In summary, two hypotheses can be set up. One is that since explanations of art are not constitutive, reductionist or transcendental, it is by no means a matter of the search for a single and definitive explanation for the domain of art. The other is that the function of art consists in changing the world, with the latter being understood to mean the expansions of human realities and cognitive domains, and consequently also of the knowledge and experiences resulting from possible interactions and the dialogic exchange in the explanatory context of the cognitive worlds. This leads to the question of how art can execute the communicative process.

The branch of aesthetics more closely modeled on communication science examines social processes that develop expressive forms as well as phenomena of aesthetic expression fulfilling communicative functions (communication media, events, or social ceremonies).

 

In art it is possible to distinguish among various modes of proceeding by which the problematic of communication is tackled: through the role of the viewer in the context of the work, through the analysis of the reception, or—as proposed for instance by Fred Forest and the proponents of ‹communication aesthetics›—from sociological viewpoints concerned with the influence of art on viewer, society or culture.
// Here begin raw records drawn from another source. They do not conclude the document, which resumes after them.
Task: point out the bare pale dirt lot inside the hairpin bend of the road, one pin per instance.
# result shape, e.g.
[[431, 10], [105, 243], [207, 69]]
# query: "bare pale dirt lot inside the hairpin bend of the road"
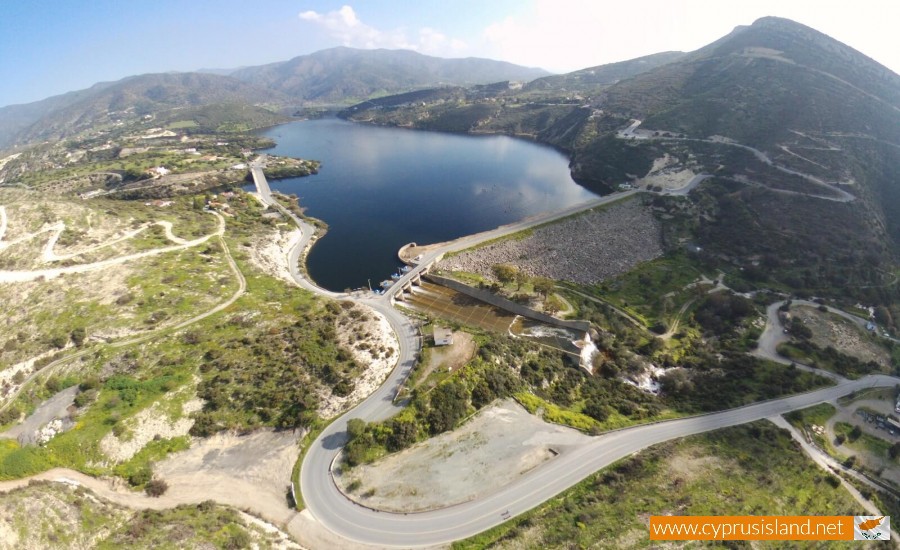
[[488, 452]]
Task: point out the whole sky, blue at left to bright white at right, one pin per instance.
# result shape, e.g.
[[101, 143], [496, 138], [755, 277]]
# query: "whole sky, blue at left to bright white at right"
[[50, 47]]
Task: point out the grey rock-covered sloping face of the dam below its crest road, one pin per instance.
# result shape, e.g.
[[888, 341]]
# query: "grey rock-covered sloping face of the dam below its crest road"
[[585, 249]]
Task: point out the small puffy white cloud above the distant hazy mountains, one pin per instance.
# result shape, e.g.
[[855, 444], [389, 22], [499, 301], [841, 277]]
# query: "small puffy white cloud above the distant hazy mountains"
[[345, 26]]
Art is an especially complex socio-cultural domain because in the process of communication it avails itself of a mainly metaphoric, symbolic and non-trivial language. If there are several domains of reality, and all of them are equally valid, the theories of art aesthetics cannot individually lay claim to universal acceptance; nor can they be viewed as inherent to the object. Sense and meaning do not lie in the work of art itself, and cannot be conveyed through the latter in the expectation that the work will be adequately interpreted. In art, meanings are time-bound, culture-specific, observer-dependent cognitive processes; therefore, works of art cannot speak for themselves.